Pfizer in June reported that a Phase III study to assess the efficacy and safety of intravenous (IV) sildenafil when added to inhaled nitric oxide (iNO) for the treatment of newborns with persistent pulmonary hypertension (PPHN) did not meet its primary efficacy endpoint. Treatment with IV sildenafil when added to iNO did not result in a statistically significant reduction in treatment failure rate or time on iNO compared to treatment with iNO alone. The study was part of an EU Pediatric Investigational Plan (PIP).
In July, the FDA updated the U.S. prescribing information for Xeljanz to include two additional boxed warnings as well as changes to the indication and dosing for ulcerative colitis. These updates were based on the FDA’s review of data from the post-marketing requirement RA study A3921133.
In May, Pfizer announced that the Pharmacovigilance Risk Assessment Committee (PRAC) of the European Medicines Agency (EMA) issued recommendations limiting the use of Xeljanz 10 mg twice daily (BID) in patients at increased risk of pulmonary embolism (PE) in the European Union.
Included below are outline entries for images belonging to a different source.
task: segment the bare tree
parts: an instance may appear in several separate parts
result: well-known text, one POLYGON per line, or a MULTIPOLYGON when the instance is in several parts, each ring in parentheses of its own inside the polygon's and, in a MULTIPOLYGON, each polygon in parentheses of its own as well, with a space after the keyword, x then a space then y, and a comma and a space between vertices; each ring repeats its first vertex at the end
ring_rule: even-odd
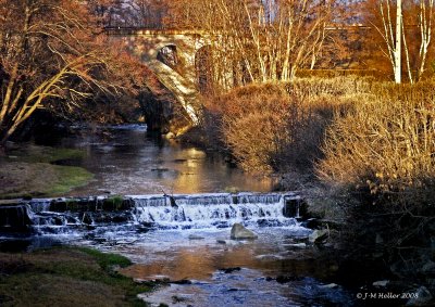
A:
POLYGON ((0 146, 38 108, 71 111, 91 92, 122 88, 122 56, 82 1, 0 0, 0 146))

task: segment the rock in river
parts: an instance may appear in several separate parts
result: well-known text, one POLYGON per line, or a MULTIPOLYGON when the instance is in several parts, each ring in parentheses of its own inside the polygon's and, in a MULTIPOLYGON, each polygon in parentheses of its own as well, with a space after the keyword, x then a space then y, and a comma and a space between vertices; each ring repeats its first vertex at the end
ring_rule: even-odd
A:
POLYGON ((244 239, 257 239, 257 234, 245 228, 241 223, 236 222, 233 225, 231 231, 231 239, 233 240, 244 240, 244 239))
POLYGON ((310 243, 321 243, 326 240, 328 231, 326 229, 314 230, 310 236, 308 236, 308 241, 310 243))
These recommendations have been incorporated in updated EU product labeling for Xeljanz, which Pfizer executives say is provisional, while PRAC undertakes a review of all available evidence on the safety and efficacy of the drug.
The review is a result of the observation of increased risk of PE with tofacitinib 10 mg BID in an ongoing FDA post-marketing requirement study in individuals with RA who had one or more underlying cardiovascular risk factors. Specifically, it is recommended that tofacitinib 10 mg BID should not be prescribed to patients who are at high risk of PE. Additionally, patients who are already taking 10 mg BID and are at high risk of PE should be switched to alternative treatments.
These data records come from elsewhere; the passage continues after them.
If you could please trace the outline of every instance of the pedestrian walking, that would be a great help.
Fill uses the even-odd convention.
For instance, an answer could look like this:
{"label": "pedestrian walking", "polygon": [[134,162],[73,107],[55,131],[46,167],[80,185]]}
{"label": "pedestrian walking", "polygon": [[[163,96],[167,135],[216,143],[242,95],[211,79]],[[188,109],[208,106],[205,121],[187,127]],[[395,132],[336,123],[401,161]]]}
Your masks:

In the EU, tofacitinib 10 mg BID is an approved dose for UC patients but is not an approved dose for patients with moderate-to-severe RA nor for those with active psoriatic arthritis.
The review is being carried out by PRAC, the committee responsible for the evaluation of safety issues for human medicines, which will make a set of recommendations at the request of the EC. The PRAC recommendations will then be forwarded to the Committee for Medicinal Products for Human Use. The final stage of the review procedure is the adoption by the EC of a legally binding decision applicable in all EU Member States.
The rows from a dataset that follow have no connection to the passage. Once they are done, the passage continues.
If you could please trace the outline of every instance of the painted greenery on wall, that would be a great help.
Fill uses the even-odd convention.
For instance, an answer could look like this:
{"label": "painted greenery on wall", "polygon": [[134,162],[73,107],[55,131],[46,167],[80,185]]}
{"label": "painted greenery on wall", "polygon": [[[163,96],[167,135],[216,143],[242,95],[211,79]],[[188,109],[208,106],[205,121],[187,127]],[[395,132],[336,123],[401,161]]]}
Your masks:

In June, the Advisory Committee on Immunization Practices (ACIP) of the Centers for Disease Control and Prevention (CDC) voted to revise the pneumococcal vaccination guidelines and recommend Prevnar 13, based on shared clinical decision making, for adults 65 years or older who do not have an immunocompromising condition and who have not previously received Prevnar 13. This represents a change from the current CDC recommendation for routine use among all immunocompetent adults aged 65 years and older. This new recommendation means the decision to vaccinate should be made at the individual level between health care providers and their patients.
Once the ACIP recommendation has been reviewed and approved by the CDC Director and the U.S. Department of Health and Human Services, it would be published in CDC’s Morbidity and Mortality Weekly Report. Prevnar 13 continues to be routinely recommended for adults with immunocompromising conditions.